Director General of the State Security Service
- In office 7 August 2018 – 14 September 2018
- President: Muhammadu Buhari
- Preceded by: Lawal Musa Daura
- Succeeded by: Yusuf Magaji Bichi

Personal details
- Born: 17 October 1960 (age 65) Ekeremor, Bayelsa State, Nigeria

= Matthew Seiyefa =

Nigerian security agent (born 1960)

Matthew Seiyefa MNI (born 17 October 1960) is a Nigerian security and intelligence chief who was the Director General of the State Security Service from 7 August 2018 until 14 September 2018; he was appointed by Acting President, Prof. Yemi Osinbajo.

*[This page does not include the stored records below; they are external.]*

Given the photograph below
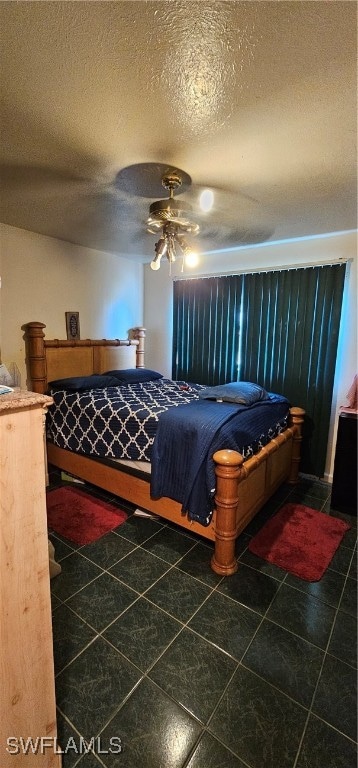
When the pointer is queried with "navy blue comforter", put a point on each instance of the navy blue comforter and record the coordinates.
(188, 436)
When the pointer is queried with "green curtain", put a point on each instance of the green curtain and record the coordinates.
(277, 328)
(288, 343)
(206, 329)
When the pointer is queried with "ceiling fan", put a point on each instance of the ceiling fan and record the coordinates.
(218, 217)
(121, 213)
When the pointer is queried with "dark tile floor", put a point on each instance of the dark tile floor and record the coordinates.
(179, 668)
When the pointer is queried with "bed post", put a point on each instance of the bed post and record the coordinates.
(297, 416)
(139, 334)
(35, 354)
(228, 466)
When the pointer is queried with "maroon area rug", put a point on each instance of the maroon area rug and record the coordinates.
(300, 540)
(79, 517)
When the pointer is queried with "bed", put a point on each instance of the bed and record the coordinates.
(242, 486)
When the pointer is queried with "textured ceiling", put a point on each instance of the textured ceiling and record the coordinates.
(256, 99)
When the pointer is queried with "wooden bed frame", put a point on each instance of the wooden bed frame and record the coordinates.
(242, 488)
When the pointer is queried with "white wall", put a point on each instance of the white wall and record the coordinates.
(315, 250)
(42, 278)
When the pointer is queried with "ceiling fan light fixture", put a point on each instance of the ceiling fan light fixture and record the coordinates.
(206, 200)
(171, 217)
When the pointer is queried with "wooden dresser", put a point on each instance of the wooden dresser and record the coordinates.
(27, 699)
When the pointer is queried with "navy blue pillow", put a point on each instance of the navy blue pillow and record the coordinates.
(243, 392)
(134, 375)
(83, 383)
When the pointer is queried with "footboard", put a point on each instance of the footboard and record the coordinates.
(242, 488)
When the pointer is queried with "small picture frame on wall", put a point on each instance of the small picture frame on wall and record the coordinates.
(73, 325)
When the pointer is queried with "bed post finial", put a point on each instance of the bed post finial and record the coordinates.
(297, 417)
(35, 356)
(139, 334)
(228, 467)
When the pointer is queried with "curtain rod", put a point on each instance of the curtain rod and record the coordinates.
(278, 268)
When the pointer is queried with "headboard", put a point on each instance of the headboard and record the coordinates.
(50, 359)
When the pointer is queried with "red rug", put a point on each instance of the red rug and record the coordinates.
(79, 517)
(300, 540)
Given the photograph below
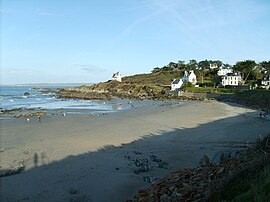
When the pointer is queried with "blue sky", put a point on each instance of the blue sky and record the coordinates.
(64, 41)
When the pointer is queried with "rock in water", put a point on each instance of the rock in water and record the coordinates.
(26, 94)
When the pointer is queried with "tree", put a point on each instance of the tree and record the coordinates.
(245, 68)
(192, 65)
(181, 65)
(204, 65)
(217, 62)
(156, 69)
(265, 65)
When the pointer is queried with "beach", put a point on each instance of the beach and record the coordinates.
(86, 157)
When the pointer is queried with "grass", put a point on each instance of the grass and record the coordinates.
(247, 186)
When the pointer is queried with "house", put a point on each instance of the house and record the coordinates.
(213, 66)
(185, 77)
(176, 84)
(224, 71)
(117, 77)
(231, 79)
(266, 80)
(191, 77)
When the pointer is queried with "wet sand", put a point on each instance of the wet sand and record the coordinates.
(93, 158)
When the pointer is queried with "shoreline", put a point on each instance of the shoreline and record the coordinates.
(90, 154)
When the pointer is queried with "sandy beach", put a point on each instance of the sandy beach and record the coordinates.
(93, 158)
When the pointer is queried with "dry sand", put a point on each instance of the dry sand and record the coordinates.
(91, 158)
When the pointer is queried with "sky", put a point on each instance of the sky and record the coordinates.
(86, 41)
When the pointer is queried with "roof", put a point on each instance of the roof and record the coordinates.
(233, 74)
(176, 81)
(266, 77)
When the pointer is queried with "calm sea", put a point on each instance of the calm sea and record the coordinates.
(13, 97)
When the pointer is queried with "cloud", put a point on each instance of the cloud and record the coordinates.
(90, 68)
(47, 13)
(5, 10)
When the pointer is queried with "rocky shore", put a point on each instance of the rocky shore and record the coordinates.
(105, 91)
(198, 184)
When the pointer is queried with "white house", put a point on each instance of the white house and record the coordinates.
(266, 80)
(185, 77)
(176, 84)
(191, 77)
(117, 77)
(224, 70)
(213, 66)
(231, 79)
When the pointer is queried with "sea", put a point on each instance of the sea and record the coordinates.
(13, 96)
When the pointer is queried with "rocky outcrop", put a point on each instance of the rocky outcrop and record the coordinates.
(39, 114)
(198, 184)
(104, 91)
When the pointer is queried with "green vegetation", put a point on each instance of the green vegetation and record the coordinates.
(252, 184)
(247, 186)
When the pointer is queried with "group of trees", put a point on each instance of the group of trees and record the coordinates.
(249, 69)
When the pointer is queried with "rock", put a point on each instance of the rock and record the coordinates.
(8, 172)
(2, 149)
(221, 170)
(205, 161)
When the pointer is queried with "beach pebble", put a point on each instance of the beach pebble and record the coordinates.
(2, 149)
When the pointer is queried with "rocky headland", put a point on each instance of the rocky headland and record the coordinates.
(199, 184)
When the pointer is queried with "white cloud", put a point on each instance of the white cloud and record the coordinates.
(5, 10)
(90, 68)
(47, 13)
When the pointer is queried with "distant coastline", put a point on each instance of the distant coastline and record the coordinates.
(48, 84)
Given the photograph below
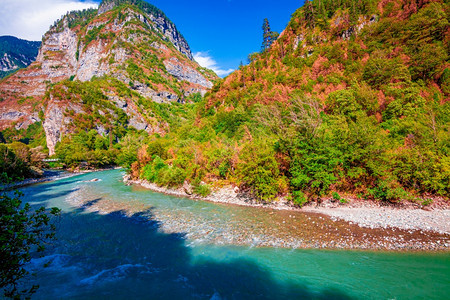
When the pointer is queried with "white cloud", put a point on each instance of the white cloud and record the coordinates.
(206, 61)
(30, 19)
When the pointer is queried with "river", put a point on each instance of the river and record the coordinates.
(122, 242)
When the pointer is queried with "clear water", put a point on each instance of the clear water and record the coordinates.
(117, 242)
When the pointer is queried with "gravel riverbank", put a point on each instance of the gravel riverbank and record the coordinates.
(363, 213)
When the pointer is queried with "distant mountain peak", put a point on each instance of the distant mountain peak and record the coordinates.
(16, 53)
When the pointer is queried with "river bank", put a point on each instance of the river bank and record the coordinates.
(367, 214)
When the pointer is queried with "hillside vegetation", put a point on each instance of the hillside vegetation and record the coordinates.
(351, 100)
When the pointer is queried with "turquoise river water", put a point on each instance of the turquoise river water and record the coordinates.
(121, 242)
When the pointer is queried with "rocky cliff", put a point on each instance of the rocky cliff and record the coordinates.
(129, 46)
(16, 53)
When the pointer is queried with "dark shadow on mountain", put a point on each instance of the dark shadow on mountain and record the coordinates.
(115, 256)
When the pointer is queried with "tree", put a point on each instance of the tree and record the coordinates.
(23, 232)
(268, 36)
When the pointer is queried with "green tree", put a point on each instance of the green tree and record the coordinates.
(24, 232)
(268, 36)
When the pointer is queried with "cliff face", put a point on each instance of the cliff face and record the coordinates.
(16, 53)
(129, 43)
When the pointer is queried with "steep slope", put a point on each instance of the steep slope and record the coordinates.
(16, 54)
(93, 62)
(352, 100)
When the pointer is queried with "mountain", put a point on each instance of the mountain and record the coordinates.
(350, 101)
(103, 70)
(16, 54)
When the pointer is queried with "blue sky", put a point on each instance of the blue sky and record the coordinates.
(226, 31)
(221, 33)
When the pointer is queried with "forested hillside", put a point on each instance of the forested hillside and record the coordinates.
(351, 100)
(100, 75)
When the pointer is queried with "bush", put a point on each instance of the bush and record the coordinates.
(202, 190)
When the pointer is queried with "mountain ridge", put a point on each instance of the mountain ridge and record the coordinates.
(16, 53)
(126, 47)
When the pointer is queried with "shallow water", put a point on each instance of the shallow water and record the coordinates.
(116, 241)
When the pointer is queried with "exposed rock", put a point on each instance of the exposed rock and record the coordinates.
(106, 45)
(181, 72)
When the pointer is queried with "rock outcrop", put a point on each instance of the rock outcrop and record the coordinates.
(16, 53)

==Background and education==
He was born in October 1960 in Ekeremor in Bayelsa State, southern Nigeria. He received a bachelor's degree from University of Jos in 1982 and also trained at the National Institute for Policy and Strategic Studies, Kuru, Nigeria.

In 1984, Seiyefa joined the National Security Organization (NSO) which was later reorganised in 1986, and led to the creation of three agencies: the State Security Service (SSS), the National Intelligence Agency (NIA) and the Defence Intelligence Agency (DIA). He eventually became Director of the Institute of Security Studies in Abuja

== Director of the State Security Service ==
On 7 August 2018, Acting President Yemi Osinbajo appointed Seiyefa as Director General of the State Security Service following the sack of Lawal Musa Daura. On 14 September 2018, President Muhammadu Buhari removed Seiyefa replacing him with Yusuf Magaji Bichi.